H.R. 4245 directs the VA to provide Congress with its key planning and implementation documents for the EHR replacement project. This legislation also requires the department to quickly notify Congress in the event of any significant cost increase, schedule delay, loss of veteran health data or breach of privacy.

In addition to supporting the VA and DoD’s establishment of a joint Virtual Lifetime Electronic Health Record, Celli said the Legion also supports the congressional oversight and funding necessary to ensure that this important and massive information technology transformation is completed as seamlessly as possible.

The American Legion supports H.R. 4245. “Almost everything VA does from this point forward will affect and be affected by this platform,” Celli said. “This is the direction that this committee has directed the VA to take – it is long overdue. This is the direction that The American Legion champions and this is the project that VA Secretary Shulkin has lead and is leading through to completion.”

Draft bill regarding purchase card misuse

Celli said The American Legion is unable to support the purchase card draft legislation that directs the VA secretary to prohibit employees, who are found to have knowingly misused purchase cards, from serving as purchase card holders or approving officials.

“We expect the department to enforce and follow the statute and policies that are currently in place when employees misuse their authority and knowingly put taxpayer dollars at risk,” Celli said. “We fully expect the VA to make management decisions and use their staff in a manner that is in keeping with prudent and judicious behavior.

“And when that behavior breaks down, we look to the VA to use the authority this Congress has already given the secretary to hold employees and managers accountable.”

Moreover, Celli said the Legion is concerned that the bill would limit an employee from performing their assigned duties, which may result in additional and unidentified personnel actions. The Legion is not convinced that this legislation is necessary as VA officials already have the authority to discipline employees who fail to follow department policies.

Draft bill concerning the Medical Surgical Prime Vendor (MSPV) program

When it comes to carrying out the MSPV program using multiple prime vendors, the Legion supports a draft bill that will assist the VA and ensure prime vendor contracts go toward veteran-owned firms.

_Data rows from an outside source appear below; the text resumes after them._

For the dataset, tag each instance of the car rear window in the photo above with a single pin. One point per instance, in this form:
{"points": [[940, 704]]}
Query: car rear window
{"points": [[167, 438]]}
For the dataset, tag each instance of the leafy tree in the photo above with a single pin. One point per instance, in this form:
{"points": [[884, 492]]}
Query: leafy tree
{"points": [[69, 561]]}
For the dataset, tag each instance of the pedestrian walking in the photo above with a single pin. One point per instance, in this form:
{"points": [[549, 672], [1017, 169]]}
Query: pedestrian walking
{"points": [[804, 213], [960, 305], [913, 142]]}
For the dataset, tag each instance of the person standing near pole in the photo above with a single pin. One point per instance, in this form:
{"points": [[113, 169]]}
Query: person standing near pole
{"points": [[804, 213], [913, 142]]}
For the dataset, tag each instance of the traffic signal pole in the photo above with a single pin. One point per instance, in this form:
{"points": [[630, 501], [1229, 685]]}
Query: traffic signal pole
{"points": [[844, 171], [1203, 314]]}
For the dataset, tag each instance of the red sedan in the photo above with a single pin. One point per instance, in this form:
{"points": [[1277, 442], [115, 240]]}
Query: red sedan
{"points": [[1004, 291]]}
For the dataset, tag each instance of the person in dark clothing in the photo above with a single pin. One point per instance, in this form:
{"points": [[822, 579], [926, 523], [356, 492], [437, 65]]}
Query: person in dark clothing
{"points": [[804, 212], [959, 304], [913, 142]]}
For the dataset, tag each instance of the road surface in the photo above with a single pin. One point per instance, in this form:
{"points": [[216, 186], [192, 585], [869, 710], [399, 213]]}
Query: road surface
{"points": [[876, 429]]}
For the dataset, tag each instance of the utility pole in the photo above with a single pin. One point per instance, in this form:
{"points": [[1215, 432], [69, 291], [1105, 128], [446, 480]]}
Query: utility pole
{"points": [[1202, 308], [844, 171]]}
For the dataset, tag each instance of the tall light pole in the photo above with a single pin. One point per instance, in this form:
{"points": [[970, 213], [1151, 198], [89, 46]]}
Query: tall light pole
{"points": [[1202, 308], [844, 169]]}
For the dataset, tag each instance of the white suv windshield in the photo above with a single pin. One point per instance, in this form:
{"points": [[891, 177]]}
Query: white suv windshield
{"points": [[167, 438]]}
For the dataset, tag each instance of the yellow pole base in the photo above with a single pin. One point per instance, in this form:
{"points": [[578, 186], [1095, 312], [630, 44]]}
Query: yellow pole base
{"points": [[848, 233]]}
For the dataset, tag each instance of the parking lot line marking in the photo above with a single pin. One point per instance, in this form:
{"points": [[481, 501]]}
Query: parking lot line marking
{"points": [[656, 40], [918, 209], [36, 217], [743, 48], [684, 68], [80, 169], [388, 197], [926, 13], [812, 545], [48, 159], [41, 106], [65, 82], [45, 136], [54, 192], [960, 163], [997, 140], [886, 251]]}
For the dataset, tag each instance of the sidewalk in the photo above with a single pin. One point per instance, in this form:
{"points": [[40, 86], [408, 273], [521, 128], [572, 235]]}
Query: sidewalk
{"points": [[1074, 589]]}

Although utilizing a singular vendor is easier to deal with, Celli said this procurement shortcut undermines the competitive system. It can also result in the VA overpaying for equipment or not being able to obtain quality material that is necessary to supply such a large medical network.

“The VA serves veterans and veterans should be given first right of refusal when serving their community; provided the services are of the same or greater quality and the price is competitive,” he said. “This theme guides all of The American Legion’s policy recommendations regarding VA contracting programs.”

For Celli, he said allowing the VA to essentially encourage a monopoly on medical supplies and equipment is not only wrong, but could also decrease participation among Service Disabled Veteran Owned Small Businesses while overspending taxpayer funding and potentially harming the quality care that veterans receive.

The American Legion opposes the VA switching to a system that allows them to simply use one vendor and urges Congress to force the department to allow for competitive bidding. The Legion supports the draft bill as currently written.

“From here on out, this committee, as well as the Senate Committee on Veterans' Affairs and the House and Senate Armed Services Committees, are going to have to work together to ensure that uniformed American servicemembers and their families are provided with a safe and effective transition from DoD to post-service medical care,” Celli said. “We need to make sure that their access to care at VA, and in the community, is all coordinated.”